The double Formula One world champion, now confirmed for another year at McLaren, told reporters at the U.S. Grand Prix that Daytona was under consideration.
"The first priority was to finalise the F1 deal and now that is done, I will look at the other options," he said when asked specifically about Daytona.
"For the Indy 500 it was a nice experience, I felt very competitive but it was a big challenge that I took from zero, from no testing, not any similar race before it.
"If I want to prepare Le Mans, maybe there are other possibilities to prepare Le Mans a little bit better than I prepared the Indy 500."
McLaren executive director Zak Brown said Alonso's new multi-year agreement allows him to race in other events so long as the Formula One team's activities are not compromised.
Alonso missed the Monaco Grand Prix to race at Indianapolis this year but that was fully sanctioned by the team and Honda because of their dismal performance in the Formula One championship.
McLaren expect to be much more competitive next season with a switch to Renault engines but Le Mans would still be a possibility because that endurance classic does not clash with any grand prix.
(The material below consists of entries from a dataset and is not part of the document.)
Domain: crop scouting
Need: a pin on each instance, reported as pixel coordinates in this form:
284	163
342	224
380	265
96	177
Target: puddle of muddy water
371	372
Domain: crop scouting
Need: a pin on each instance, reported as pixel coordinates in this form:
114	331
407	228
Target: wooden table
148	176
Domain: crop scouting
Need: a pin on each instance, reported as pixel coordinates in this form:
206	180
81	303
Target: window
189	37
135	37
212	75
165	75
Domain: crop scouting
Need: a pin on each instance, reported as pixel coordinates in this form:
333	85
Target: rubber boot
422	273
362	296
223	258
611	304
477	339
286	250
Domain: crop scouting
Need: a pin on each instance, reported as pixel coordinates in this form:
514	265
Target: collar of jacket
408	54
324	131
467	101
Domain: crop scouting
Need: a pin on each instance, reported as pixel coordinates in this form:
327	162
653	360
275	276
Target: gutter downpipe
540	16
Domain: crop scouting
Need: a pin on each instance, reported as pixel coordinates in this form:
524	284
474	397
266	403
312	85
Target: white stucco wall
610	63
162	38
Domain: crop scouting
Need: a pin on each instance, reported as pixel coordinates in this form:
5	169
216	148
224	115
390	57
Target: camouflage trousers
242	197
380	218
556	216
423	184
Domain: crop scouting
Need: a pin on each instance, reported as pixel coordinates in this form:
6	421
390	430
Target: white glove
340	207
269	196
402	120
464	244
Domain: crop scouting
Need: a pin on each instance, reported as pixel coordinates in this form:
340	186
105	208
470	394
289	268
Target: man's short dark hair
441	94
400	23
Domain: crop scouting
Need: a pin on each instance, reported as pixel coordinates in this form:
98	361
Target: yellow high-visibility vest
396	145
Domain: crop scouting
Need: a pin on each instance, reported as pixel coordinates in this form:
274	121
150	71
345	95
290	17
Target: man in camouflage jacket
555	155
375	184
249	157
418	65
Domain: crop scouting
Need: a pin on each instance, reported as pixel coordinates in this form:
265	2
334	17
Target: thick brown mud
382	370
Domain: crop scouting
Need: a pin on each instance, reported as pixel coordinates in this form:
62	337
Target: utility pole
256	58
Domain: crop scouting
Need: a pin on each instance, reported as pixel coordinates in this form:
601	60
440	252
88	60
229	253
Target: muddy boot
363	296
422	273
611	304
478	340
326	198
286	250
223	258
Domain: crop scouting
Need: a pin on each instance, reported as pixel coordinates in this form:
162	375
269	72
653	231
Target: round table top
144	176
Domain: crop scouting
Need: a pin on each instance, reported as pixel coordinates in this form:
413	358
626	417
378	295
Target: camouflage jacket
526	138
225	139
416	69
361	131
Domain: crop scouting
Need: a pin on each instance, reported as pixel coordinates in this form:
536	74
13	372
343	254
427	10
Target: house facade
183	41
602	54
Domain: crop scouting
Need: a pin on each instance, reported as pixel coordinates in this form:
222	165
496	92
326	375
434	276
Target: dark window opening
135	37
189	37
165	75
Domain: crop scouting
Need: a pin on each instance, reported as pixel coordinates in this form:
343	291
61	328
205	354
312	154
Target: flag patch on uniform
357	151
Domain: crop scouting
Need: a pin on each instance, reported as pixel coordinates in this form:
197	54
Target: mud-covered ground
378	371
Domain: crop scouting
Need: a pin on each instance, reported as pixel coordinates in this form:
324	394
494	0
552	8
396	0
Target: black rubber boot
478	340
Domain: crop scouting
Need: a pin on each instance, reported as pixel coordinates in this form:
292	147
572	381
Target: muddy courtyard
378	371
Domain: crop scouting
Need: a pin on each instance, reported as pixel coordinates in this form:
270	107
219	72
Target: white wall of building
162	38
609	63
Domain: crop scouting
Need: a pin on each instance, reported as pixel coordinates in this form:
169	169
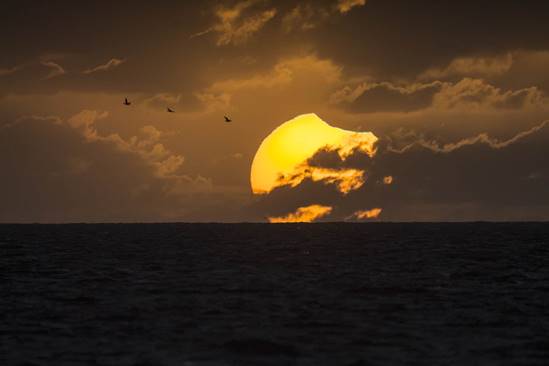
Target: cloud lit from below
303	214
283	157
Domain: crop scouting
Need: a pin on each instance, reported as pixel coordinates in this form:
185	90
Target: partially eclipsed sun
282	159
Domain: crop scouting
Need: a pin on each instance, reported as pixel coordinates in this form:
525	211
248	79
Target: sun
282	157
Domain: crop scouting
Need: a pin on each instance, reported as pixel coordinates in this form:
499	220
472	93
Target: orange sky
456	94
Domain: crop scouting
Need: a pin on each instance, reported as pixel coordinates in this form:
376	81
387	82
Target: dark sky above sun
456	91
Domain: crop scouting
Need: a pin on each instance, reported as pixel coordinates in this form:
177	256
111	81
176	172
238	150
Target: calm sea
258	294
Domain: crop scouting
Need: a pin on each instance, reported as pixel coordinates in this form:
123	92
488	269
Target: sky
455	93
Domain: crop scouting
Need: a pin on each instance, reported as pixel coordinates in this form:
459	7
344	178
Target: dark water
322	294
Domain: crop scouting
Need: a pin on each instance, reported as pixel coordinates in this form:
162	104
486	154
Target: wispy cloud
472	67
55	69
234	27
111	64
482	138
303	214
344	6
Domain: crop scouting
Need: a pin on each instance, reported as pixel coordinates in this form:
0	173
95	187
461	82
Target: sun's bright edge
285	151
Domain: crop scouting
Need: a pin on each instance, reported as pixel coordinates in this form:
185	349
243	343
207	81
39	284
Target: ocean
260	294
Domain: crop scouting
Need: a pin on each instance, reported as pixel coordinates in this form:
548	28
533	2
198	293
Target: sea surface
259	294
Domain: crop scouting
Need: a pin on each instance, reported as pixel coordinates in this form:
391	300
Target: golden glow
303	214
282	158
366	214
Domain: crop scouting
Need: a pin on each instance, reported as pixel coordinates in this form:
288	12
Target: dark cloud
417	71
479	179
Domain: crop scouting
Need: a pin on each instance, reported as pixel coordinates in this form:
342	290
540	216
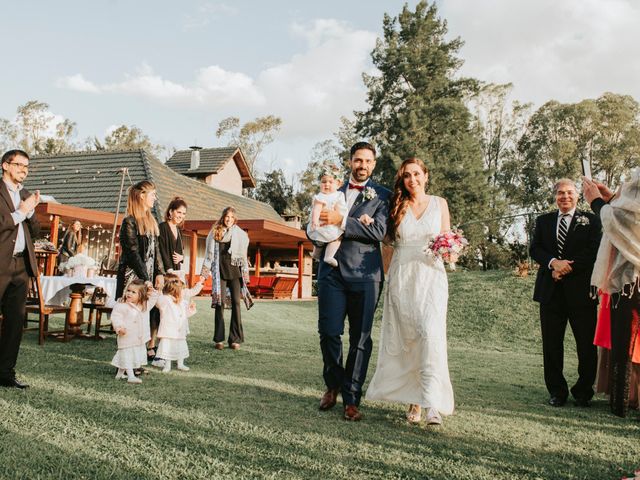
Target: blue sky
175	69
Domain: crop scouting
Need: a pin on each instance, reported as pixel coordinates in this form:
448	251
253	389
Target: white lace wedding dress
412	363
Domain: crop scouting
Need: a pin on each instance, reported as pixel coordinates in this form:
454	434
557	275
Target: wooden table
57	290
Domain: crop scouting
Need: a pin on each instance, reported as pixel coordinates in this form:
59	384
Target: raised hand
29	203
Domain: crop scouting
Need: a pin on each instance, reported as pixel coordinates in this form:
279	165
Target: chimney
195	157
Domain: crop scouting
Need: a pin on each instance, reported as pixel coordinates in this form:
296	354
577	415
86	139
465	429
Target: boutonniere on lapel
369	193
582	220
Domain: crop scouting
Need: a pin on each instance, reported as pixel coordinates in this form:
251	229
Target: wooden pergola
262	233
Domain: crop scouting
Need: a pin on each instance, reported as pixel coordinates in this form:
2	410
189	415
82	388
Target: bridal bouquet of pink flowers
447	246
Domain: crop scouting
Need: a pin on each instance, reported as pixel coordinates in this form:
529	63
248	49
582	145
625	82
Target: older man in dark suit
17	258
353	287
565	244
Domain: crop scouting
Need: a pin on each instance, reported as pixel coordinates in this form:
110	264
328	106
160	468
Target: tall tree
37	130
276	191
604	132
499	124
417	108
252	137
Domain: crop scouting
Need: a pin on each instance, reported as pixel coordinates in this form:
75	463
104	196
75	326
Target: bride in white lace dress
412	363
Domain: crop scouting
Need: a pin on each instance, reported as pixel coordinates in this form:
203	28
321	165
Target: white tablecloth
55	290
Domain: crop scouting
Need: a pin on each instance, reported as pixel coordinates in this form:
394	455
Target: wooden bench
279	287
262	287
206	289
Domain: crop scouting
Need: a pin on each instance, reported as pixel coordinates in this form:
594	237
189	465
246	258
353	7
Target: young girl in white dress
329	198
130	320
412	363
175	309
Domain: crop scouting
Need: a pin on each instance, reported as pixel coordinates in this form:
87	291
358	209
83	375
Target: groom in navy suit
353	287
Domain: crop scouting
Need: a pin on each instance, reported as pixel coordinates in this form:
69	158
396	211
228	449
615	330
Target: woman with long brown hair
170	239
139	252
226	262
412	360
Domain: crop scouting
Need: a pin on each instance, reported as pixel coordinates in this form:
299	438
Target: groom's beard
361	175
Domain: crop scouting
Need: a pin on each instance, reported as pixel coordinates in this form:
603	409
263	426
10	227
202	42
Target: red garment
603	327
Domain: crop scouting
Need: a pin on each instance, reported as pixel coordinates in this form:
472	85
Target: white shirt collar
12	186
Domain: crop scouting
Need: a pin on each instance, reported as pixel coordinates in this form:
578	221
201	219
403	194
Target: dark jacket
69	246
9	232
168	244
133	249
581	246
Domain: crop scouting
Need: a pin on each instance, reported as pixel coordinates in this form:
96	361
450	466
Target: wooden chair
36	305
283	288
265	286
97	305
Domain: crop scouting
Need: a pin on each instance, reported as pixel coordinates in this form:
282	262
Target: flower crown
331	171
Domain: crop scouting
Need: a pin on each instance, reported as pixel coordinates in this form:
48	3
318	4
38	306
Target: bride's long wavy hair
401	197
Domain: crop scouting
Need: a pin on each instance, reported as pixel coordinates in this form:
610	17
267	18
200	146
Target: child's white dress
328	233
132	350
174	325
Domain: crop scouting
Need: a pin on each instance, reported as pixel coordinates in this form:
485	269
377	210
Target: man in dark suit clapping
353	287
565	244
17	258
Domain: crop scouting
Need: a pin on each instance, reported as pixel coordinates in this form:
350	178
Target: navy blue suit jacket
359	257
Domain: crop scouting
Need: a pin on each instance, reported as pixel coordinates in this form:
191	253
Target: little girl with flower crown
130	320
329	198
175	308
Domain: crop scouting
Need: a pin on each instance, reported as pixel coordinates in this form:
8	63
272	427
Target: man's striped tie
563	228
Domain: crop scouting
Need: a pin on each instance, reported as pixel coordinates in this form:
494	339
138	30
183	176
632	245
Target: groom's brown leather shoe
351	413
328	400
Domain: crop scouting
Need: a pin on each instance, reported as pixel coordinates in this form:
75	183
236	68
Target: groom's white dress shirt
352	194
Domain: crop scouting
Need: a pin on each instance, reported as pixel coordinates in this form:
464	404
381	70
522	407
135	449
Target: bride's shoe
433	417
414	415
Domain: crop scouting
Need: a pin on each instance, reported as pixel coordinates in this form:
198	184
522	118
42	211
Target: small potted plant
79	264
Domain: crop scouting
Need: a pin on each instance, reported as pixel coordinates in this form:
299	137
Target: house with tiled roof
97	182
223	168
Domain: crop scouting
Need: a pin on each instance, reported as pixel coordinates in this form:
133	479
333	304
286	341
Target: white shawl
618	261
"If Fernando wants to do Daytona and we have a seat available, we would put his name on it happily," said Brown, whose United Autosports team has an entry to that race.
"We've started joking around about it, and we saw where jokes got us last time," added the American.
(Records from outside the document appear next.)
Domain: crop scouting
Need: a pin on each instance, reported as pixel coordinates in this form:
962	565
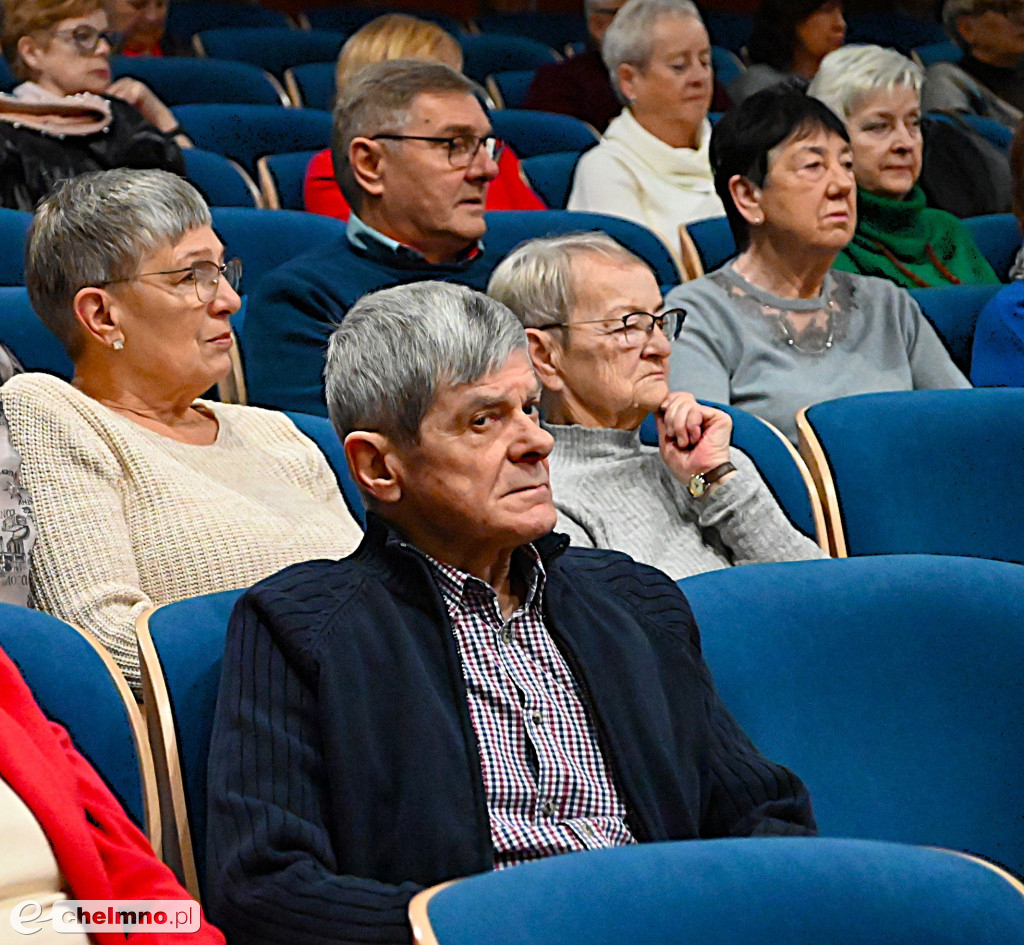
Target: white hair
850	73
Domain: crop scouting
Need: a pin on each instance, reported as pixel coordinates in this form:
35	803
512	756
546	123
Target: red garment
100	853
508	190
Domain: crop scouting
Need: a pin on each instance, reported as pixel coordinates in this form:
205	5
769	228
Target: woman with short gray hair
144	494
599	341
987	79
652	166
877	91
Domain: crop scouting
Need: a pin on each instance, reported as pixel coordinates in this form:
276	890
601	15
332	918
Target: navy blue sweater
344	769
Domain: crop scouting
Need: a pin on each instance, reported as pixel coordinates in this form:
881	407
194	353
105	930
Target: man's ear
546	354
367	159
374	465
747	197
97	312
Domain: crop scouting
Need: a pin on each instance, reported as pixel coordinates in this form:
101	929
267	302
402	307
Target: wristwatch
698	483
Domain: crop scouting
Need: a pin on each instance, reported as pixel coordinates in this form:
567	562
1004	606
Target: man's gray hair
96	227
850	73
631	36
397	348
536	280
377	100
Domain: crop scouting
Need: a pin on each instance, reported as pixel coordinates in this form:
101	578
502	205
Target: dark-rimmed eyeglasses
462	148
634	329
85	38
205	275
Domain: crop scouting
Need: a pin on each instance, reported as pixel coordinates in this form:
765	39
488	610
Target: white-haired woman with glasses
67	117
599	342
877	92
652	165
145	494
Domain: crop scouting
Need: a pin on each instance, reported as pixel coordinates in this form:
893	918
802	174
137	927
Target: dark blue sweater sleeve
271	867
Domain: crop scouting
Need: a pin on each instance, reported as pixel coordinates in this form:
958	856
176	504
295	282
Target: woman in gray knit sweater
691	504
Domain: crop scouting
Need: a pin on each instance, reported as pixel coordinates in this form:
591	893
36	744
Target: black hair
745	134
773	37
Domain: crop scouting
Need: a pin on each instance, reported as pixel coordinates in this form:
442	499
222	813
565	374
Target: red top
100	853
508	190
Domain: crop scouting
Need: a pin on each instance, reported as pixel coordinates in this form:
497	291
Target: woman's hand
142	98
692	438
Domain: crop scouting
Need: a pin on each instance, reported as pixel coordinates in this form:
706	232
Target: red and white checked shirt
548	786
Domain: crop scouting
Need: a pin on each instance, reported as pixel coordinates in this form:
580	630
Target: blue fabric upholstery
998	238
179	81
220	180
772	458
323	433
529	132
264	239
894	685
714	242
289	174
269	48
485	53
558	30
33	343
551	176
929	471
512	85
314	82
90	707
735	892
13	227
246	133
188	637
953	310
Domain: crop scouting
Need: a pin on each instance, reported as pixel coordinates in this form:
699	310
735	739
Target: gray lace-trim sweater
613	491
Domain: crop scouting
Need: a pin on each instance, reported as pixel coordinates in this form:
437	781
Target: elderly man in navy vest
465	692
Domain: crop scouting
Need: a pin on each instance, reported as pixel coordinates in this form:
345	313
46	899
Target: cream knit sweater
130	519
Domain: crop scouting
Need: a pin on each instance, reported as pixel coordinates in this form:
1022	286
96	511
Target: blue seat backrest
770	455
91	710
264	239
218	179
905	462
322	431
529	132
188	80
13	228
315	82
188	637
892	685
953	310
551	176
33	343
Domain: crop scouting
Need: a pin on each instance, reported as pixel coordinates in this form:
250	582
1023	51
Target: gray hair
536	280
850	73
396	348
96	227
377	100
631	36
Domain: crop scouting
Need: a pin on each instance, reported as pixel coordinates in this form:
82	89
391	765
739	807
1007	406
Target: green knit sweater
907	228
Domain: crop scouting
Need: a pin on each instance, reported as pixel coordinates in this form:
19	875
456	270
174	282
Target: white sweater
636	175
129	519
Alonso first started discussing the Indy 500 with Brown after a comment made in jest before Formula One's Australian season-opener in March.
"Zak asked me (about) my ambitions and my plans for the future. So I mentioned the Triple Crown. To be the best driver in the world," Alonso said back in April when relating how the Indy plan came about.
"I have to either win eight world championships, and have one more than Michael Schumacher, or be winning different series."
The Triple Crown -- variously interpreted as the F1 championship, Le Mans and Indy 500 or the Monaco GP and the same two races -- has been achieved only by Briton Graham Hill.
Alonso has won both Monaco and the world championship and led at Indianapolis before his car's Honda engine expired. The Spaniard said he had not yet spoken to any team about a Le Mans race seat.
"If the opportunity comes, I will try to exploit that opportunity," he said.
"If that is something that makes sense, as we did with the Indy 500, we will try to do it."